Finding Errors

Filed under bug-hunting on May 20, 2021

My day to day grind at the moment has been configuring new environments as we have new work coming in. I’ve done it enough at this point that I know exactly where the pain points are and what’s next in line to automate, so I think by the end of next month I’ll be able to spin up a whole new environment in under 20 minutes before customisations.

The fun begins

I spun up a new environment and got all the Amazon configuration sorted. Connect was happy, I could make phone calls and I could see everything streaming out to the database properly.

I then proceeded to start configuring Asterisk, connecting it to the SIP trunk and so on.
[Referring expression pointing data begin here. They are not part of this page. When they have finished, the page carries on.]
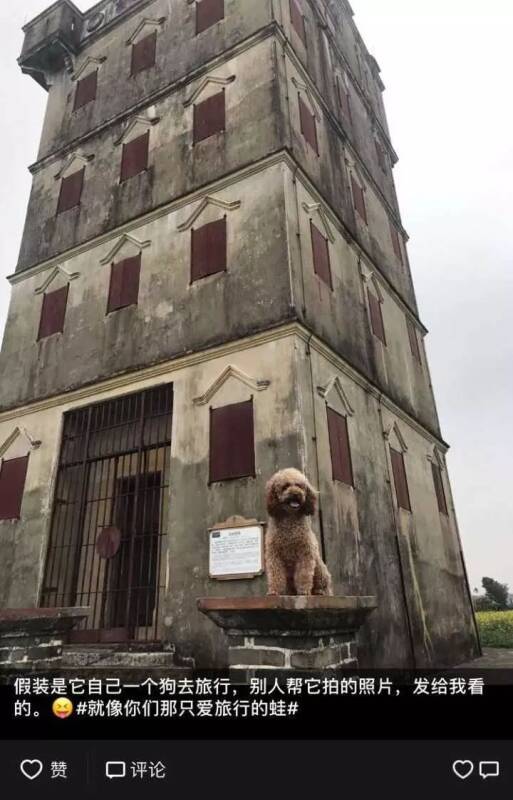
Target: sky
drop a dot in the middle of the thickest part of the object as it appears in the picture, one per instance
(447, 68)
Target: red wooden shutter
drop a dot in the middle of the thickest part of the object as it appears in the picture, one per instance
(298, 21)
(232, 442)
(209, 250)
(339, 447)
(395, 241)
(414, 342)
(124, 283)
(308, 125)
(376, 315)
(209, 117)
(321, 255)
(439, 489)
(359, 199)
(86, 90)
(71, 191)
(208, 12)
(135, 156)
(53, 312)
(144, 53)
(13, 474)
(400, 479)
(380, 154)
(345, 103)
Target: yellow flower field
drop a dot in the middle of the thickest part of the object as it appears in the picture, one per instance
(495, 628)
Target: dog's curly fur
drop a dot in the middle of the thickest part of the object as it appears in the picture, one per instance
(293, 561)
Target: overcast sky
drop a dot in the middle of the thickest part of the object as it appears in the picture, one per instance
(447, 68)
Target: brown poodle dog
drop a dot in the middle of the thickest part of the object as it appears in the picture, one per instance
(293, 561)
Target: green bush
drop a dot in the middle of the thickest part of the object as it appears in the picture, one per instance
(495, 628)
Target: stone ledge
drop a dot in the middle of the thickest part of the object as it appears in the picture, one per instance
(275, 616)
(19, 622)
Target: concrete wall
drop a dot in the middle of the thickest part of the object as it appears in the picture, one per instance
(173, 316)
(360, 528)
(181, 55)
(270, 278)
(411, 561)
(176, 166)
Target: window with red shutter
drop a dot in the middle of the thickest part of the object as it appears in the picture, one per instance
(13, 474)
(439, 489)
(400, 480)
(209, 250)
(339, 447)
(396, 241)
(71, 191)
(208, 12)
(345, 102)
(359, 199)
(376, 315)
(414, 342)
(53, 312)
(321, 255)
(209, 117)
(298, 21)
(232, 442)
(135, 157)
(144, 54)
(380, 154)
(308, 125)
(124, 284)
(86, 90)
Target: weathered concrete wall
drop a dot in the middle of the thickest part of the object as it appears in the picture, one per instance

I could see the instance registering and taking calls just fine, but when I tried to bring up the dialler it would tell me that there was no such Asterisk user.

Huh.

The Hunt

I started walking through our stack, making sure containers were talking to each other, to the database, etc. I could see the Asterisk users in the Postgres RDS instance, so my confusion intensified.
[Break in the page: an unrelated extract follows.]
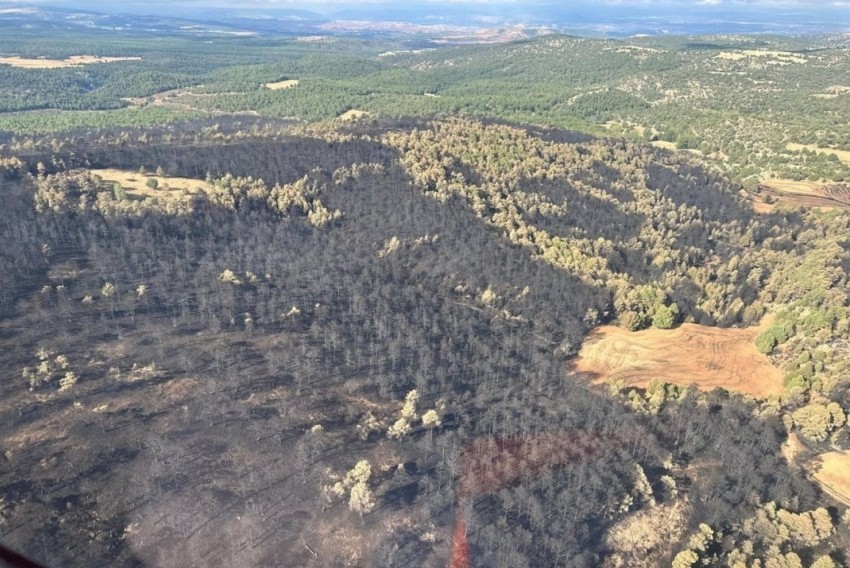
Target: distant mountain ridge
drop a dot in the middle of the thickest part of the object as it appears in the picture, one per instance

It was around then I found the following log in Cloudwatch

res_config_pgsql.c:1606 pgsql_reconnect: PostgreSQL RealTime: Failed to connect database asterisk on
aaa-production-aaaaaa.aaaaaaaaaaaa.ap-southeast-2.rds.amazonaws:

Well, OK, that’s a weird log, I’d appreciate a better reason. No networking issues or anything, security groups are fine, I decided to have a look at the res_config_pgsql.c file in Asterisk.
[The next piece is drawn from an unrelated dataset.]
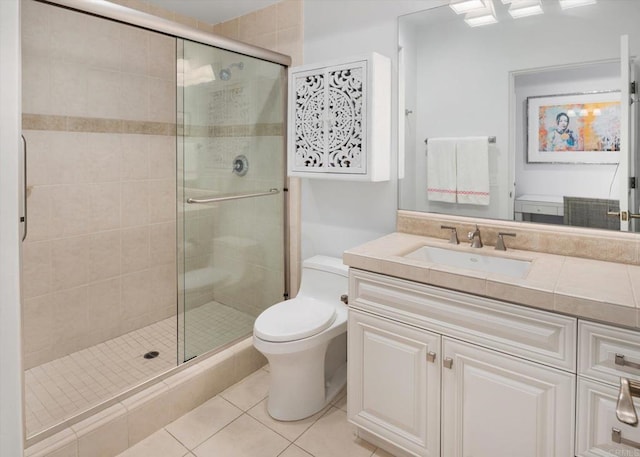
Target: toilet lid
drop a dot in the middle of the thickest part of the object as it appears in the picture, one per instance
(295, 319)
The code block in question is this one:

if (pgsqlConn && PQstatus(pgsqlConn) == CONNECTION_OK) {
  ast_debug(1, "PostgreSQL RealTime: Successfully connected to database.\n");
  connect_time = time(NULL);
  version = PQserverVersion(pgsqlConn);
  return 1;
} else {
  ast_log(LOG_ERROR,
      "PostgreSQL RealTime: Failed to connect database %s on %s: %s\n",
      my_database, dbhost, PQresultErrorMessage(NULL));
  return 0;
}

It started to make sense as I wandered through the code. You’ll recall the URL we saw in the log

aaa-production-aaaaaa.aaaaaaaaaaaa.ap-southeast-2.rds.amazonaws

I was thinking that maybe the .com was being truncated as a “nice” thing to make the logs less verbose or something, when I saw this

static char dbhost[MAX_DB_OPTION_SIZE] = "";

So… What’s that constant there?

#define MAX_DB_OPTION_SIZE 64

So we have a string of size 64 to hold our variable. Guess how long the URL was?

So what to do?

My short term solution was to create CNAME record in Route 53 and go from there.

Easier than patching it, my C knowledge is kind of limited to what I learned in uni. Without a full analysis of that file I’m not going to know whether I’m going to cause other issues if I up that buffer size, so I’ll have to decide what I’ll do in the future.